Prussian blue and its analogues are regarded as superior cathode materials for sodium ion batteries (SIBs) owing to low cost, open framework and large interstitial spaces for the insertion/extraction of sodium ion. Herein, a highly stable monoclinic sodium rich nickel hexacyanoferrate (II) nanocube (m-NiHCF) has been synthesized via a facile coprecipitation method with the aid of chelating agent and surfactant. It delivers a high specific capacity of 70.1 mAh g^-1 and maintains 97.1% capacity retention after 8000 cycles. Even at a high current density of 2000 mA g^-1, an impressive capacity of 53.2 mAh g^-1 is obtained. The fast kinetics of m-NiHCF is mainly benefited from the capacitive-controlled domination under the charge storage process. Meanwhile, ex-situ X-ray diffraction together with ex-situ X-ray photoelectron spectroscope and ex-situ Raman and ex-situ Fourier transform infrared analysis have revealed the reversible phase transition between monoclinic and cubic phases with the reaction of carbon coordinated Fe^II/Fe^III redox-active site during extraction and insertion of sodium ion in m-NiHCF framework. Furthermore, a high voltage aqueous SIB full cell assembled with NaTi₂(PO₄)₃@C anode achieves a high energy density of 86 Wh kg^-1 with capacity retention of 83% after 600 cycles, showing great prospects in the grid-scale energy storage application.

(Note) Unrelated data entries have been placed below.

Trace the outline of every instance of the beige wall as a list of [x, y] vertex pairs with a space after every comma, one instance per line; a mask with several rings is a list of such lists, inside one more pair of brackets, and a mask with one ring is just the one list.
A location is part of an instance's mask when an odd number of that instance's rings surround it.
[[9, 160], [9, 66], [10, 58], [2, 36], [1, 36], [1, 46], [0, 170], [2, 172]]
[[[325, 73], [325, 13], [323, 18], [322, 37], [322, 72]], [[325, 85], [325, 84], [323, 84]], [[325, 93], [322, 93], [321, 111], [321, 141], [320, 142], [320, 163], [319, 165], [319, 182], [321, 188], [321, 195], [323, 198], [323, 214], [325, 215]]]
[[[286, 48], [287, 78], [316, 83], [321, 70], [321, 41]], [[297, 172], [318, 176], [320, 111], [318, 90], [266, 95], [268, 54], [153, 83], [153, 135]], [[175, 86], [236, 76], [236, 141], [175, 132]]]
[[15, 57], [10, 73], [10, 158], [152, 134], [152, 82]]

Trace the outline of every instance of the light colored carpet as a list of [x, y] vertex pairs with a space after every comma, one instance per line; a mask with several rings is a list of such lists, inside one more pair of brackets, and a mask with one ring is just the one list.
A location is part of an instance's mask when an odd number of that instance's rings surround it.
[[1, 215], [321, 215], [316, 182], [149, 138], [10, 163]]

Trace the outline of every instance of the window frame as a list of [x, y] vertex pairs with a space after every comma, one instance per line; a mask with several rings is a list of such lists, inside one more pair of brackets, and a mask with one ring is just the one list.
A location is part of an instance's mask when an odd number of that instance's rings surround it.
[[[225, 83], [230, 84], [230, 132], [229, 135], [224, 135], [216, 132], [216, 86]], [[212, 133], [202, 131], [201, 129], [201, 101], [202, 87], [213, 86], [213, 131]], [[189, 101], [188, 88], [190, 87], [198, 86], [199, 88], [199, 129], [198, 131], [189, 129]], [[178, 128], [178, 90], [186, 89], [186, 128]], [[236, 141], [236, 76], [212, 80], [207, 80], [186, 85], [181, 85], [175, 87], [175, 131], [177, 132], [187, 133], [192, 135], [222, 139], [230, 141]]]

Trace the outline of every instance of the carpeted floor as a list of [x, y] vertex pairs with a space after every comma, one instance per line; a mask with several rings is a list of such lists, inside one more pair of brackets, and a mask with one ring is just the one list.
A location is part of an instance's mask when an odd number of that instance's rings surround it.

普鲁士蓝及其类似物由于成本低，开放的骨架以及用于插入/提取钠离子的较大间隙空间而被视为钠离子电池（SIB）的优质阴极材料。在此，借助于螯合剂和表面活性剂，通过简便的共沉淀法合成了高度稳定的单斜晶系富集六氰合铁酸镍（II）纳米晶（m-NiHCF）。它具有70.1 mAh g ^-1的高比容量，并在8000次循环后保持97.1％的容量保持率。即使在2000 mA g ^-1的高电流密度下，其惊人的容量也高达53.2 mAh g ^-1获得。m-NiHCF的快速动力学主要受益于电荷存储过程中电容控制的控制。同时，异位X射线衍射，异位X射线光电子能谱仪，异位拉曼光谱和异位傅里叶变换红外分析表明，单斜相和立方相之间可逆的相变是由碳配位的Fe反应引起的。在m-NiHCF骨架中提取和插入钠离子过程中的^II / Fe ^III氧化还原活性位点。此外，组装有NaTi ₂（PO ₄）₃ @C阳极的高压SIB水性全电池可实现86 Wh kg ^-1的高能量密度 600次循环后容量保持率达到83％，在电网规模的储能应用中显示出广阔的前景。